La Banque Mondiale a, elle, signé plusieurs accords de financement avec le Niger. Elle a tenu une rencontre d’évaluation du CPS (Cadre Stratégique Niger-Banque Mondiale). Deux objectifs étaient visés : d’une part, faire le point de l’État de la mise en œuvre du cadre et tirer les leçons en vue d’améliorer la phase restante ; d’autre part, identifier les changements intervenus depuis le début du programme et proposer les orientations idoines. Il faut noter que le financement de ce CPS s’élève à 800 millions de dollars US (400 milliards de FCFA). D’où un montant cumulé de plus d’un milliard cent millions de dollars US d’investissements pour la Banque Mondiale au Niger. Ces investissements pour les secteurs prioritaires tels que la gouvernance, l’éducation, la santé, l’eau et l’assainissement, l’énergie et les mines, le développement rural et urbain, etc.
Autre accord de financement signé avec le Niger par la Banque Mondiale, celui portant sur le « Projet pour l’autonomisation des femmes et le dividende démographique au Sahel ». D’un montant de 53,5 millions de dollars US, ce financement intervient pour la santé reproductive des femmes et l’éducation des filles. À cet accord s’ajoute l’accord de financement additionnel du PRODEX (Projet de Développement des Exportations des Marchés Agro-pastoraux). Ce financement d’un montant de 13,8 millions de dollars (6,9 milliards de FCFA) vise notamment à couvrir un plus grand nombre de PME (Petites et Moyennes Entreprises) dans l’agriculture et l’élevage. En effet il va contribuer à la réalisation de plus d’environ 400 nouveaux sous-projets et d’une cinquantaine de PME au profit de près de 20 000 personnes. Cette somme complète 400 millions de dollars (20 milliards de FCFA) que la Banque Mondiale a déjà accordés au PRODEX. Ces fonds sont en parfaite adéquation avec les priorités du gouvernement dans le PDES.
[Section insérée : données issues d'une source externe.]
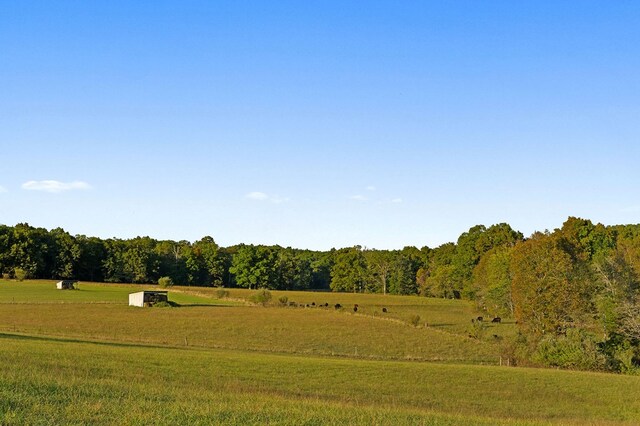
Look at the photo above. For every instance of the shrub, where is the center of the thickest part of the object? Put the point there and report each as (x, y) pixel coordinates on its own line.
(477, 329)
(578, 349)
(221, 293)
(283, 300)
(20, 274)
(165, 282)
(262, 296)
(414, 320)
Le rapport conjoint (BAD, OCDE, PNUD) « Perspective économique en Afrique » 2014-2015 lui annonce des perspectives encourageantes pour le Niger. Ce rapport note une croissance de 6 % dans la production de la raffinerie de Zinder, et de 6,2 % pour l’uranium et l’or. Il précise cependant que des déficits restent à relever dans le secteur privé. Des efforts doivent donc être faits pour l’amélioration du climat des affaires dans ce pays.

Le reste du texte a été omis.